# Overexposed pictures using Aperture priority?



## Forevergreen (Mar 4, 2009)

Hi there,

I'm very new to DSLR photography so this is most likely something very basic that I am doing wrong, but bare with me.

I have a D80, and take lots of snowboarding/skiing pictures. When it's overcast I don't seem to have a problem with the exposure-most are usually just slightly off which I can fix, however today it was very bright outside, full sun.

I shot about 50 frames in Aperture priority and they are all very overexposed, some are almost all white. Since the camera sets the shutter speed for me, I'm guessing it has something to do with the aperture I am setting the camera at? I tried all different apertures and it didn't help.

I know I can always shoot in a different mode but don't really know where to start using manual yet.

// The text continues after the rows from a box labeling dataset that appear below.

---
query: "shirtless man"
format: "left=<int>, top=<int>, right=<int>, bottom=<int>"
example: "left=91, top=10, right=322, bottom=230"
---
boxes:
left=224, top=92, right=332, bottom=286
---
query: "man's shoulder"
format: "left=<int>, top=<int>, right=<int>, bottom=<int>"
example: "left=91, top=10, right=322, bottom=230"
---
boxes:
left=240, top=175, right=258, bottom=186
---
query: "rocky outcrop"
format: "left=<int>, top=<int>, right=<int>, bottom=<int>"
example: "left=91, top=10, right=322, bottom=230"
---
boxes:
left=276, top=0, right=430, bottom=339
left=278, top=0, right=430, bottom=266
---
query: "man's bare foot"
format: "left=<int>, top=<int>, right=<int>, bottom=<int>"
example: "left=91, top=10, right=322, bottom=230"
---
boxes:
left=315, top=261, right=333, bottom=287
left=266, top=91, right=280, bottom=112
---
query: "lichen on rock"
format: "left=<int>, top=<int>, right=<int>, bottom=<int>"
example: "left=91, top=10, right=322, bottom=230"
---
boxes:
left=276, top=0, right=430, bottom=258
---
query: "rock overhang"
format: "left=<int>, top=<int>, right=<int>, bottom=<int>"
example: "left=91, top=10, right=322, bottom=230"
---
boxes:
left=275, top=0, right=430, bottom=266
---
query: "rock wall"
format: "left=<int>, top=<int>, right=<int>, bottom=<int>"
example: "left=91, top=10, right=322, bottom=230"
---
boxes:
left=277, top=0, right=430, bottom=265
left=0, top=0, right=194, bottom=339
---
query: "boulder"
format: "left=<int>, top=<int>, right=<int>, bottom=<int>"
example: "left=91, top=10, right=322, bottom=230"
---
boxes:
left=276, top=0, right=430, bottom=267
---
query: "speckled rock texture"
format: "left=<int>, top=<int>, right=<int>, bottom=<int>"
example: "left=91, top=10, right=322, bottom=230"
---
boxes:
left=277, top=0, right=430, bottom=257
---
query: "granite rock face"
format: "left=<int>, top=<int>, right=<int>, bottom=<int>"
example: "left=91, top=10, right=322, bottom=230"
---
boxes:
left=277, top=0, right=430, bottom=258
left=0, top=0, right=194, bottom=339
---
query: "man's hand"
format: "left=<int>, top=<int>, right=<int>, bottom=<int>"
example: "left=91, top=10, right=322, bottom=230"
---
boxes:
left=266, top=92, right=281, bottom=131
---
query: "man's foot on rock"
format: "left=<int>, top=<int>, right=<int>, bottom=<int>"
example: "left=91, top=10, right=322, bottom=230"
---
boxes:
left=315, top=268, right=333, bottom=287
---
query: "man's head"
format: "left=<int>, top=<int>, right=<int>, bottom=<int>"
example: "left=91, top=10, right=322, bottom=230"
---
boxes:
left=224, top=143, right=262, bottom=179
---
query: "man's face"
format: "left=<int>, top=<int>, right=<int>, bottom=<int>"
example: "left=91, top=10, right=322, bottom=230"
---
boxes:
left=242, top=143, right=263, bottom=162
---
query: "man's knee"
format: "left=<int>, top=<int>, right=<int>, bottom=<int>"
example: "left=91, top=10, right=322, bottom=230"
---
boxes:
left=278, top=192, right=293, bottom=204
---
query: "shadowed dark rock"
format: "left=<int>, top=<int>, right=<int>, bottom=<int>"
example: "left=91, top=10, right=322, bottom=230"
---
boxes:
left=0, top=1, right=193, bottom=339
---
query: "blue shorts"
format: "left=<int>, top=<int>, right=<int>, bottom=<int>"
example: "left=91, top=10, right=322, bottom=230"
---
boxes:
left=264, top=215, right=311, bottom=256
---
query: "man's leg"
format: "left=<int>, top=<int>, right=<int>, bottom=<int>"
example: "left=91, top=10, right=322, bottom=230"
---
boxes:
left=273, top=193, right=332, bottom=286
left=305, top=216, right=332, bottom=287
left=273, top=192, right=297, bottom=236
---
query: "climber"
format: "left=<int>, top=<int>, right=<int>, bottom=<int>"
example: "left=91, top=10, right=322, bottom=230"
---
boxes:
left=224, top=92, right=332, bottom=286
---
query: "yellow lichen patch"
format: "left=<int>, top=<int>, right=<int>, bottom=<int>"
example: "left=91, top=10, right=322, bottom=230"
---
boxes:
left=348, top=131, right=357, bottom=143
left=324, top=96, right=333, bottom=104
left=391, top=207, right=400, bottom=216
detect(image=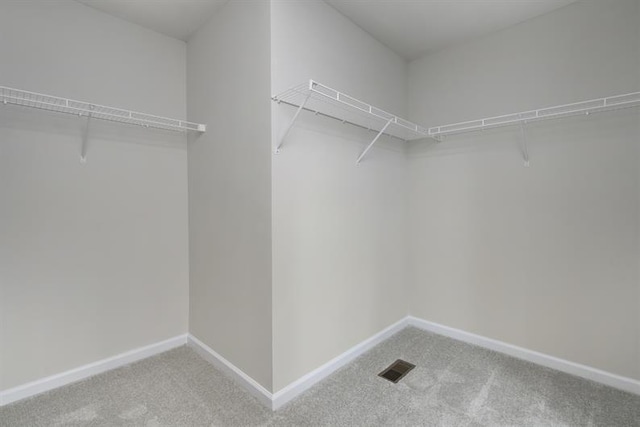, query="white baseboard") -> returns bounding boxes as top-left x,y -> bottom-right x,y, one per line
189,318 -> 407,411
5,316 -> 640,410
407,316 -> 640,395
188,334 -> 271,409
272,318 -> 408,410
0,334 -> 187,406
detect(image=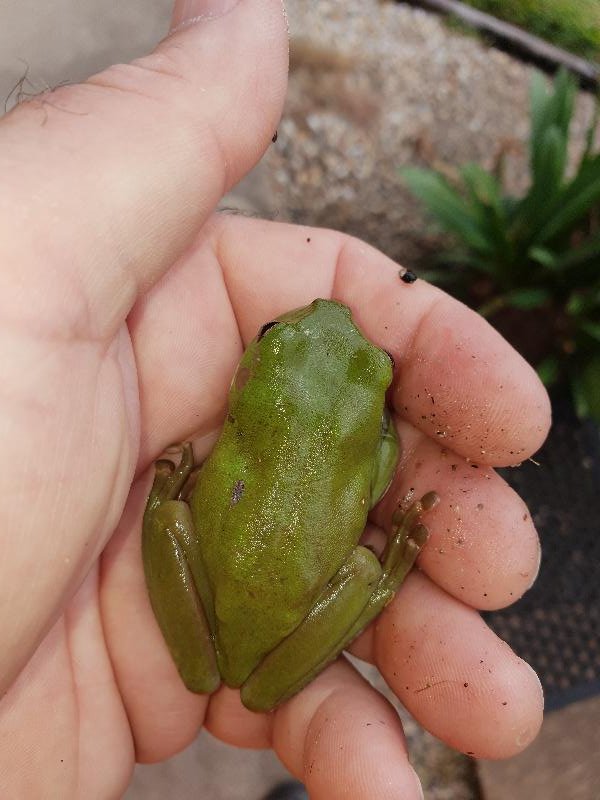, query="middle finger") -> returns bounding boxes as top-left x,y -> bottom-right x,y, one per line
373,421 -> 540,610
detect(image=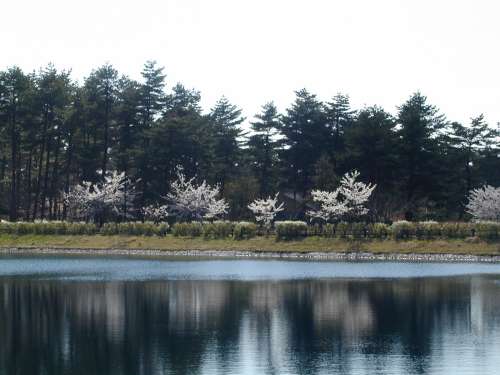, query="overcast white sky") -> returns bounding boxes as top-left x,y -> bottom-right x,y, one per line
0,0 -> 500,125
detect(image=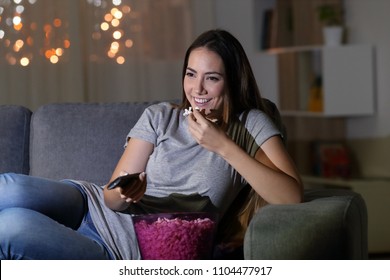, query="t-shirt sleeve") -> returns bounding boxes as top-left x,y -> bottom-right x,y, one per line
124,104 -> 159,147
245,110 -> 282,147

So after that long ramble my question I guess is is this happening because the camera is choosing an incorrect shutter speed, or is the aperture I am using, or is it something else?

And if i need to use a different mode which one, and what settings would be best for this type of situation? (snow and blue skies/sun)

Thanks!


----------



## rufus5150 (Mar 4, 2009)

Snow and any time you have a very brightly lit whites can fool your automatic meter. Take a few test shots, check your histogram and feel free to chimp a bit until you lock in your exposure compensation that'll work for you.


----------



## dxqcanada (Mar 4, 2009)

There could be two reasons:


You have set an aperture that causes the camera to go beyond the fastest shutter speed. Most camera's would indicate this in some way ... ie flashing shutter speed in LCD.


You have metered for a dark area (or most of the scene is dark) and the subject is a lighter area.


----------



## epp_b (Mar 4, 2009)

This is one of those rare cases in which the problem is actually the camera, not you 

The D80, like the D40, has a not-so-good metering system.  Set your exposure compensation to -0.7 EV and it will get most of the shots right.


----------



## CxThree (Mar 4, 2009)

You may also want to look into custom white balancing.  That snow can throw off the camera fairly easily.  Custom white balance with exposure compensation will be your friend once you learn it.


----------